The Future of Digital Frames
A team from Intel asked Marco Triverio and I to look 10 years into the future and imagine how people might capture or display photos given expected advances in technology. Intel is in the ever faster processor business and uses these predictions to steer chip architecture as well as to help spur developers imagination to maintain demand for faster silicon.
Over the course of the project we realized that using photos for storytelling is such a fundamentally instinctive behavior that it is safe to predict it will last through several generations of technological innovation. Our concept develops on this insight. However, foreseeing 10 years into the future is tricky. With IBM’s Watson, we’re seeing a sneak peak of improvements in natural language and intention recognition. We think that one of the photo related advances users will enjoy is computers that can actually help us tell stories and have richer conversations. We created the video below to illustrate the concept, but thought it would be fun to explain our reasoning and how we found sneaky ways to quickly prototype experiences that may not be possible for another decade.
10 Years in the past
10 years is a fairly arbitrary amount of time in technology. Many things seem to perpetually be just a few years off. So to give ourselves some perspective we decided to look 10 years into the past. What we realized was that in 2001 many thought we would have flying cars and HAL9000. However the major advancement of the time was actually the launch of Google’s search algorithm.
So we had a conversation early on as to what technologies seem to have made legitimate advances in the last few years. Among others we found facial recognition, analytics applied to natural language, and voice recognition. You can see these in Facebook’s photo tagging, IBM’s Watson and Siri (released as we were wrapping up the project) respectively. However all of these are in their infancy. Facebook’s face recognition is not always accurate, Watson’s undisclosed cost is estimated to be $100 million and $1.5 billion, and Siri can often struggle to compose a text message.
User Research Focused on Behavior
While we believe it is impossible to accurately predict technological breakthroughs that are going to take place in the coming 10 years, we are convinced that human behavior will change at a much less rapid pace. For this reason we decided to start the project by observing current user behaviors surrounding pictures and photography. As we conducted interviews, one factor that quickly become evident is the social nature of photos. People share photos online but also during face-to-face conversations. We found many users handling photos or smart phones in an effort to enhance a conversation. Pictures provide common references, visual cues, and rich details that support and enrich storytelling.

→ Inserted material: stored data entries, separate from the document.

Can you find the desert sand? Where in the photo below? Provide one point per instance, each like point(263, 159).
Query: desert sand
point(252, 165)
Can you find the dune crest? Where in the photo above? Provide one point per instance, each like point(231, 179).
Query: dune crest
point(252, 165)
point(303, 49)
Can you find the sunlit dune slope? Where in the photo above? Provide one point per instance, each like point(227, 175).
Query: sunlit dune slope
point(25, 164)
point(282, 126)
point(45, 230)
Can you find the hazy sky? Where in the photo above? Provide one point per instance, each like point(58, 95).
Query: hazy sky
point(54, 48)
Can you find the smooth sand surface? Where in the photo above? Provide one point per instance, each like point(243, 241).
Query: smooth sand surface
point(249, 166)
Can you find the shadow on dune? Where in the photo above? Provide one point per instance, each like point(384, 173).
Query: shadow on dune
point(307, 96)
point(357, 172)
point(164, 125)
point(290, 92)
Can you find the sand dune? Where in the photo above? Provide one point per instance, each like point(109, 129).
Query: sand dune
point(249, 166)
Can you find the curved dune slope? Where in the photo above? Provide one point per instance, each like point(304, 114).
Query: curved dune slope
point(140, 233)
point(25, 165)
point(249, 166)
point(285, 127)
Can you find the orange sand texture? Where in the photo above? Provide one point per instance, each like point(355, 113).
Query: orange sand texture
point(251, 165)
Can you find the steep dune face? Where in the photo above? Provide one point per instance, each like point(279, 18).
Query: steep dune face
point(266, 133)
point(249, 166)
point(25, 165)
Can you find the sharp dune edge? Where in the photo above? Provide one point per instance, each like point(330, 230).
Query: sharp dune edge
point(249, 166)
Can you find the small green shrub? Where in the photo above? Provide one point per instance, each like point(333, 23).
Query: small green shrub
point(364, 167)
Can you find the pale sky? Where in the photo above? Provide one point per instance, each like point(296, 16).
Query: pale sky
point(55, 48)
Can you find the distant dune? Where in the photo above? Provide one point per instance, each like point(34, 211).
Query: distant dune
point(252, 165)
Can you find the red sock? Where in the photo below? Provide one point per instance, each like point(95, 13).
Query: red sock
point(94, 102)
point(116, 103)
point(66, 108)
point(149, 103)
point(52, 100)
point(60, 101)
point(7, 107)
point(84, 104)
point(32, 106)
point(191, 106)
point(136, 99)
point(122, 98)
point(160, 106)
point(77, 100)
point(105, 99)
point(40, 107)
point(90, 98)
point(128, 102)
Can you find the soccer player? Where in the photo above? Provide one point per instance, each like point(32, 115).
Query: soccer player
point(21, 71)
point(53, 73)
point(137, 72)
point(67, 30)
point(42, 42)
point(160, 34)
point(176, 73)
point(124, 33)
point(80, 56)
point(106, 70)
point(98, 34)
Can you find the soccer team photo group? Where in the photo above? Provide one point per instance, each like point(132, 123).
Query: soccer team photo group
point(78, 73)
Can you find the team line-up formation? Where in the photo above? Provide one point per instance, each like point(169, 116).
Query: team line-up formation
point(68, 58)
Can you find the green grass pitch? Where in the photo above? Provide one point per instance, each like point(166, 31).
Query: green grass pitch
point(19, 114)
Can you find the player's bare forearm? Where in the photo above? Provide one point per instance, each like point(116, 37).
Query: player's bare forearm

We re-framed the brief in order to address the core need, asking ourselves: what will storytelling look like 10 years from now? How will technology, which already heavily influences the way we tell stories, assist us in our narrations?
The devices that surround us have become increasingly aware of the context in which they exist. Yet the scale to which this works is still coarse and devices are not aware of what is immediately surrounding them. What if our devices knew more about the few foots around them? We have started from the idea of a picture frame that simply listens and shows pictures pulled from keywords in the dialogue.
*These are some rough mockup's we used to pitch the concept early on.*
At CIID we really like to rapid prototype. Most future scenarios out there are just a lot of special effects and some ideas that seem promising on paper. We wanted to legitimately iterate through several versions of a technology that does not exist yet, so we had to be sneaky. At first we investigated the possibility of building a fully working prototype for very specific scenarios. After acquiring the best voice recognition solutions available and training the software on our state of the art Macs we quickly realized that they were still far too computationally intensive and slow. When two people spoke at once, our computers fans sounded like they were ready for lift off and promptly locked up.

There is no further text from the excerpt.